Eine unangemessene Pauschale wäre zumindest, daß hier der Eindruck ensteht, Bergwerk würde systematisch Schrott produzieren. @XC_Freund: ruhig Blut, und bitte nicht selbst ins Pauschalisieren und bewusstes Mißverstehen verfallen. Und @raffic: Mich hätte in der Tat die Meinung der/des Händlers interessiert.

Gruß und Tschüss

P.S.: Bitte schleudert jetzt keine Flames, sonst muß ich noch  .


----------



## raffic (20. August 2004)

@Nomercy
Also ich wollte mit meiner Aussage nur sagen, das man nicht nach Pforzheim fahren muß um den Getränkehalter wieder fest machen zu müssen, sondern das das auch der Händler machen kann. Hätte mich warscheinlich etwas deutlicher ausdrücken sollen. Ich hatte das Bike mit im Flieger und habe den Getränkehalter nicht abgeschraubt und der Händler meinte das der warscheinlich beim transport einen Schlag abbekommen hat und ich den beim nächsten mal abschrauben soll. Was auch eigentlich logisch ist. Aber wie heißt es so schön: Aus Fehlern lernt man. Hat also nichts mit einem Fehler von Bergwerk zu tun. Ansonsten bin ich auch top zufrieden mit dem Gerät und würde mir auch sofort wieder ein Bergwerk kaufen.
Grüsse
raffic


----------



## carloz (20. August 2004)

@bluesky: Okay, wollt ich nur wissen 

greetZ
CarloZ


----------



## Fettkloß (20. August 2004)

mann mann man - hier is was los !!!! wenn man sich überlegt wie groß das universum ist und sich dann so nen kleines flaschenhaltergewinde vorstellt was bösartigerweise auch noch wackelt


----------



## MTB-News.de




----------



## fmeierde (20. August 2004)

tach auch,

erstmal danke für all die antworten, sowohl die hilfreichen als auch die unsinnigen. Auch hier gibt sich der verfasser mühe.
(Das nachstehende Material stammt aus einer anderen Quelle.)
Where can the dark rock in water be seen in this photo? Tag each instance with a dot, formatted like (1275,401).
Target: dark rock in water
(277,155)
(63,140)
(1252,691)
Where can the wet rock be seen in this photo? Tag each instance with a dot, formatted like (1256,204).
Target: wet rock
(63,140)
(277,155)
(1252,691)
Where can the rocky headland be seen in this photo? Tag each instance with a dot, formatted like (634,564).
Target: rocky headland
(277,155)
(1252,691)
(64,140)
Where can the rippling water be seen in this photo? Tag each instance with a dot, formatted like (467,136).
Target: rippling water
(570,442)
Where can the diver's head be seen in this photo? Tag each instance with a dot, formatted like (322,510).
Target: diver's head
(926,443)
Denke nicht das es sich um ein bergwerk problem handelt, das kann bestimmt an jedem rahmen passieren.

Ach ja, an die anzugsdrehmomentfraktion: selbstverständlich wurde ein drehmomentschlüssel (syntace) benutzt und selbstverständlich fahr ich nur mit kleinen flaschen.  


Also, noch ein fröhliches posten !

und denkt daran: keine gnade für die wade !!

Grüße

Frank


----------